Non è un particolare da poco che uno storico anglosassone, volendo raccontare la campagna d’Italia (o meglio, il suo anno cruciale: dal maggio del ’44 all’aprile del ’45) cominci da via Rasella e le Fosse Ardeatine, cioè l’inizio della strategia del terrore contro i civili per piegare i partigiani. Il libro s’intitola “L’anno terribile” (Longanesi, 637 pagine, 29 euro) e l’ha scritto uno storico britannico, James Holland, già autore di altri studi sulla Seconda guerra mondiale tra cui “La fortezza Malta”. Quando a scrivere sulla campagna d’Italia sono gli inglesi e gli americani, in genere gli italiani (i partigiani, i militari che combattevano per il Regno del Sud e la Repubblica di Salò, la popolazione che pagava il prezzo più alto) o non ci sono, o sono semplici comparse. Quando a scrivere sono gli italiani, spesso succede il contrario. Nel libro di Holland gli alleati, i tedeschi e gli italiani hanno tutti pari importanza e dignità. Questa è la lezione più importante: l’equilibrio, la completezza. Ma anche il modo di raccontare la storia, di renderla avvincente e “umana”, ricca di calore e colore senza però rinunciare al rigore né farsi prendere la mano dalla fantasia.
Così, accanto ai protagonisti come i generali Alexander, Clark, Kesserling, von Senger, emergono le piccole storie di semplici soldati: reduci di entrambi gli schieramenti che l’autore ha rintracciato e intervistato o di cui ha ricostruito le vicende. Tutti i colloqui sono stati poi archiviati nell’Imperial War Museum di Londra, i più significativi sono diventati il sale di questo libro. E gli italiani, militari e civili, sono tanti.
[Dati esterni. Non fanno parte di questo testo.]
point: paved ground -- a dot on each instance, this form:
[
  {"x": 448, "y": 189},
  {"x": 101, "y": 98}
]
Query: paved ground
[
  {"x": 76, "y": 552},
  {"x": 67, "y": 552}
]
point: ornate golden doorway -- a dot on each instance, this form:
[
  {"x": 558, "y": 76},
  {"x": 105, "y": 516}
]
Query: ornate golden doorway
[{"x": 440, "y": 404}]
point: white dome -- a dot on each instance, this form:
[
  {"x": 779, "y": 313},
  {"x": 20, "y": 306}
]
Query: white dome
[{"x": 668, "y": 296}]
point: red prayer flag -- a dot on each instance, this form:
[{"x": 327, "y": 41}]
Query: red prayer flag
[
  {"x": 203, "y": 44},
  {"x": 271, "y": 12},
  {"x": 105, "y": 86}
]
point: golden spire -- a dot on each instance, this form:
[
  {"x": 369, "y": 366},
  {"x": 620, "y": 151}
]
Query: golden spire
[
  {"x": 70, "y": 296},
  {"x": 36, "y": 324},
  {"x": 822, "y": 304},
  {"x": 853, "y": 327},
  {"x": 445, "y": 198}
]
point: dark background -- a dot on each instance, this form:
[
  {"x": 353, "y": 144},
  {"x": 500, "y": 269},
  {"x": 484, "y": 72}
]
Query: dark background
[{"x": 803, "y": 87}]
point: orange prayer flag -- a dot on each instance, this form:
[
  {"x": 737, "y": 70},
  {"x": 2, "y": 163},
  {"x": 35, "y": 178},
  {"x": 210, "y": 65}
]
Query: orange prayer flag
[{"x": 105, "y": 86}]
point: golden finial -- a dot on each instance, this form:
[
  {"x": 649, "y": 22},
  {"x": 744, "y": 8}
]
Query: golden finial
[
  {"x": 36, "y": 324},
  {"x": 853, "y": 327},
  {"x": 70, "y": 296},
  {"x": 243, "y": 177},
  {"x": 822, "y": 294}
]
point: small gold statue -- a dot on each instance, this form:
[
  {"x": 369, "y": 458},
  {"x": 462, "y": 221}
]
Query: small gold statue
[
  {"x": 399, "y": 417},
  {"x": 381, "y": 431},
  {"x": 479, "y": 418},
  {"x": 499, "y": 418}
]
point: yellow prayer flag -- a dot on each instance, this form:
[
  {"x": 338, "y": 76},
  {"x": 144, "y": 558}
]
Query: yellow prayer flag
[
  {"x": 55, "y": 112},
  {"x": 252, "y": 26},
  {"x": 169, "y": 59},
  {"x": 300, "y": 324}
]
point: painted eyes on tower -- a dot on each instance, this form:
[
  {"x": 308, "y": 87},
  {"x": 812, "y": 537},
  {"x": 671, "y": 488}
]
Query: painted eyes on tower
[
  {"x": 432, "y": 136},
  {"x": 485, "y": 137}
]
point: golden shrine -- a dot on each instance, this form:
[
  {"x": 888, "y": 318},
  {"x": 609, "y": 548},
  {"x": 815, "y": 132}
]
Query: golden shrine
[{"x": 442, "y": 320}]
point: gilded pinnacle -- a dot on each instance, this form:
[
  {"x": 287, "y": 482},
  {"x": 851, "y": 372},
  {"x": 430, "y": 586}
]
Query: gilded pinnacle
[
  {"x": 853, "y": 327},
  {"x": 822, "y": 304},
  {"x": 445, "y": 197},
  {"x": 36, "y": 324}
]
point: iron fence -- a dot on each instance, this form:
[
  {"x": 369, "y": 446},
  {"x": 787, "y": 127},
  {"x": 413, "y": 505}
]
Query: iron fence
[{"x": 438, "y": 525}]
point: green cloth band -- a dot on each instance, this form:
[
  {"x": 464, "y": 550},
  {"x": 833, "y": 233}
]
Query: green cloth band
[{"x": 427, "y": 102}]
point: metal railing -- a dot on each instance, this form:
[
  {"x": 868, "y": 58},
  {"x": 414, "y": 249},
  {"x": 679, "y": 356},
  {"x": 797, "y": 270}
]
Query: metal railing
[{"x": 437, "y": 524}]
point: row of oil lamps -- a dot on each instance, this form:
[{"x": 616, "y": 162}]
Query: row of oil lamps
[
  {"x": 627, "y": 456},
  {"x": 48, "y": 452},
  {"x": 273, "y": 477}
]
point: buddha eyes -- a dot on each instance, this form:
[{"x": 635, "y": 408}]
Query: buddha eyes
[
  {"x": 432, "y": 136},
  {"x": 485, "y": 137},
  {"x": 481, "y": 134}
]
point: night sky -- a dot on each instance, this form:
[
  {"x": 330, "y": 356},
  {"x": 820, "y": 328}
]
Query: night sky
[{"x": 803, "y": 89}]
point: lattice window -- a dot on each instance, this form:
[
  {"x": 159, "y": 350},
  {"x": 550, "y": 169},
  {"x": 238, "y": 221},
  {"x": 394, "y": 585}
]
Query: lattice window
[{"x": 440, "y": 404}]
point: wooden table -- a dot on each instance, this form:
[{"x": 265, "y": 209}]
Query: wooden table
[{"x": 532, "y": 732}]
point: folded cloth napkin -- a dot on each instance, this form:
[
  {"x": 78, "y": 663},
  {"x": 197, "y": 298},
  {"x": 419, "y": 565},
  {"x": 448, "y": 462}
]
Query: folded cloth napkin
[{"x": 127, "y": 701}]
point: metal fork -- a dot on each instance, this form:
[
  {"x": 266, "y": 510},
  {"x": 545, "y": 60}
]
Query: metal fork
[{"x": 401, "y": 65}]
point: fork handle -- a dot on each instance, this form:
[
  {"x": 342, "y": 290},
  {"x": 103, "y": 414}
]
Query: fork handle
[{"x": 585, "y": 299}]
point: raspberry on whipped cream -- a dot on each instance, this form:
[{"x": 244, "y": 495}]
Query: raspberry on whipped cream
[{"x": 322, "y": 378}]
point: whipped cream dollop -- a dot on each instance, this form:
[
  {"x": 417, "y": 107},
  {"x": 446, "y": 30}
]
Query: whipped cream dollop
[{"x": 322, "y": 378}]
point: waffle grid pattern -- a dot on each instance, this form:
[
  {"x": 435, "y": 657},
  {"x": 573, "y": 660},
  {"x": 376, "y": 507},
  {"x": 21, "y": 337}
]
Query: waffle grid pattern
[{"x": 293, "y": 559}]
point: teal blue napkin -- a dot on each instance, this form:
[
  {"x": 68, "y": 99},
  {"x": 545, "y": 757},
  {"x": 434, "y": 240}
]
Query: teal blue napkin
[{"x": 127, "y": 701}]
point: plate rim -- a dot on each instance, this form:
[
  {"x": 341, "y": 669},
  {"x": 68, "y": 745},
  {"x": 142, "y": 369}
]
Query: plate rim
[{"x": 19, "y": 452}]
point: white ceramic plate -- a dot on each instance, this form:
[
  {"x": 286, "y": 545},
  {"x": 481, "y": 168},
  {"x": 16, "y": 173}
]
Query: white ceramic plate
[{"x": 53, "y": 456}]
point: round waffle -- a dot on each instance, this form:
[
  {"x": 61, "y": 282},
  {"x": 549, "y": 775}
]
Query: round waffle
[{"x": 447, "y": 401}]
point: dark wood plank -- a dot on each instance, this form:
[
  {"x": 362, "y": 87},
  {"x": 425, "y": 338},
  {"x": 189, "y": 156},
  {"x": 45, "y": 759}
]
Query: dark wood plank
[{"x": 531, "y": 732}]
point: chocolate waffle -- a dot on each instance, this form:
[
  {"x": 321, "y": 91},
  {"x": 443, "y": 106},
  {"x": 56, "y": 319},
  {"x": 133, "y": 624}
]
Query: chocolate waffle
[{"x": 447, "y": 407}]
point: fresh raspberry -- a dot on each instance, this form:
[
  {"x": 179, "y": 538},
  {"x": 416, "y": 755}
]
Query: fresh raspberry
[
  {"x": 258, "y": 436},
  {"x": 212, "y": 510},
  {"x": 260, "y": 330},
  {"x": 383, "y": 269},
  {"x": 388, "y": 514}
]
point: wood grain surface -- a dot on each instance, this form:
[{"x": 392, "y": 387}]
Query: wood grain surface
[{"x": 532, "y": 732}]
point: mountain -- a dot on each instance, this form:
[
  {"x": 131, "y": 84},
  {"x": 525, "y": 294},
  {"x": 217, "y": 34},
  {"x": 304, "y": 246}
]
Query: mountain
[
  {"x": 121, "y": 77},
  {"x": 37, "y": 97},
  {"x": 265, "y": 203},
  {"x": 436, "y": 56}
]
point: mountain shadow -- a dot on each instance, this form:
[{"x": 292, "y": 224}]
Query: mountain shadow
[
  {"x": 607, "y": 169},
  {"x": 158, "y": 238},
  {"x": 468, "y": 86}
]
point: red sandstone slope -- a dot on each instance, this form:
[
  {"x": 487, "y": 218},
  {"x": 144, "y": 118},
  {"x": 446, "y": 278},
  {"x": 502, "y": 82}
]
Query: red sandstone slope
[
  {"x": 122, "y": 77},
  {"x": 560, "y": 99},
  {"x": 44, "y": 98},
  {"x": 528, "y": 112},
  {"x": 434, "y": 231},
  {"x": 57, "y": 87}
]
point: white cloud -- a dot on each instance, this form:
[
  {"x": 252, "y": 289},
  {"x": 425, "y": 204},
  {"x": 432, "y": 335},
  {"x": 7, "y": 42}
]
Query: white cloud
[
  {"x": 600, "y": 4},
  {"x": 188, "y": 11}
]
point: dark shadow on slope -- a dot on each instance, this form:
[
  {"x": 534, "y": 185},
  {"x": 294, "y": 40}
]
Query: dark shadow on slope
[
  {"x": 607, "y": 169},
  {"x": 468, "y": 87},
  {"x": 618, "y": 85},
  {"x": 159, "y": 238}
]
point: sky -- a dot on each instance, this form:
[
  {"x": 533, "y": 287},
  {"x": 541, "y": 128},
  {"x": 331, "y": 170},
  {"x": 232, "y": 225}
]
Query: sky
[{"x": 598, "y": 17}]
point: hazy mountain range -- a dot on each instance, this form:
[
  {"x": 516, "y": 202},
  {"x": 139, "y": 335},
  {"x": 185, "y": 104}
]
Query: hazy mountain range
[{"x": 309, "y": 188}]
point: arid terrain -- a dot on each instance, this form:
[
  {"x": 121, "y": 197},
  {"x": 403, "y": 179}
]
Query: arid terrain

Si comincia con Carla Capponi del Gap di Roma, fidanzata e poi moglie del comandante Rosario Bentivegna. C’è la figlia illegittima del Duce, Elena Curti, attiva nel governo della Repubblica sociale. Ci sono i combattenti, come Antonio Cucciati della X Mas, Roberto Vivarelli volontario dei “Giovani fascisti” e della “Bir el Gobi”, il tenente Eugenio Corti della “Nembo”, il soldato Cosimo Arricchiello che dopo l’armistizio vive nascosto in una valle del Piemonte lavorando come bracciante, i partigiani Gianni Rossi e Carlo Venturi della “Stella rossa”. Ci sono, poi, tanti civili delle località più martoriate a ridosso delle linee Gustav e Gotica. Holland dà voce ai civili e, nel contesto delle operazioni militari del 1944-’45, da Cassino fino alla liberazione, sa trovare il giusto spazio per ricordare anche le loro sofferenze, gli oltre 700 massacri di civili nel Nord Italia commessi per rappresaglia da tedeschi e fascisti. Senza dimenticare, nelle ultime pagine dove si scopre tra l’altro che ne è stato a guerra finita dei principali protagonisti, che «le rappresaglie dei partigiani contro i fascisti furono terribili in tutto il Nord, dove furono uccise almeno quindicimila persone, forse addirittura trentamila... Persino le stime più moderate suggeriscono che ci furono più morti in questo rapido e selvaggio spargimento di sangue che durante tutti i rastrellamenti. La guerra civile è sempre particolarmente barbara».
Viaggiando su e giù per l’Italia, Holland nota come siano rimaste poche tracce, ormai, a ricordo della guerra che la sconvolse oltre 60 anni fa. «Ben presto anche gli ultimi superstiti scompariranno e la guerra sarà finalmente parte di una storia più lontana».